Percy contempló la interminable horda de monstruos. Aunque dejara que Bob se sacrificase, ¿cómo podría defenderse un titán contra tantos durante doce minutos mientras mantenía un dedo en un botón?
El cemento se asentó en el estómago de Percy. Siempre había sospechado cómo acabaría todo. Él tendría que quedarse. Mientras Bob repelía al ejército, Percy mantendría apretado el botón del ascensor y se aseguraría de que Annabeth llegara sana y salva.

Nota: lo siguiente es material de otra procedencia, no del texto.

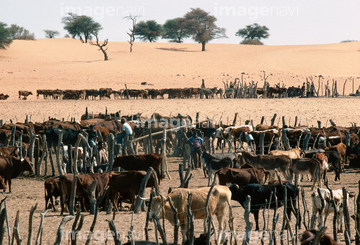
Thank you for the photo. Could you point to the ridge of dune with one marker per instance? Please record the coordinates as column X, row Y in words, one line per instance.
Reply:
column 69, row 64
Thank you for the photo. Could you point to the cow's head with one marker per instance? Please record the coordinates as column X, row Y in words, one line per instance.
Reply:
column 157, row 207
column 27, row 165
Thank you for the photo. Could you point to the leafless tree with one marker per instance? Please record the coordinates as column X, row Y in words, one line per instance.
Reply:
column 132, row 30
column 102, row 46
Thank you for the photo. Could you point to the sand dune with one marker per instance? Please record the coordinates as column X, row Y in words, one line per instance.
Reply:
column 70, row 64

De algún modo, tenía que convencerla de que se fuera sin él. Mientras ella estuviera a salvo y las puertas desaparecieran, moriría sabiendo que había hecho algo bien.
—¿Percy…?
Annabeth lo miraba fijamente, con un dejo de suspicacia en la voz.
Era demasiado lista. Si Percy la miraba a los ojos, sabría exactamente lo que estaba pensando.
—Lo primero es lo primero —dijo—. Vamos a cortar las cadenas.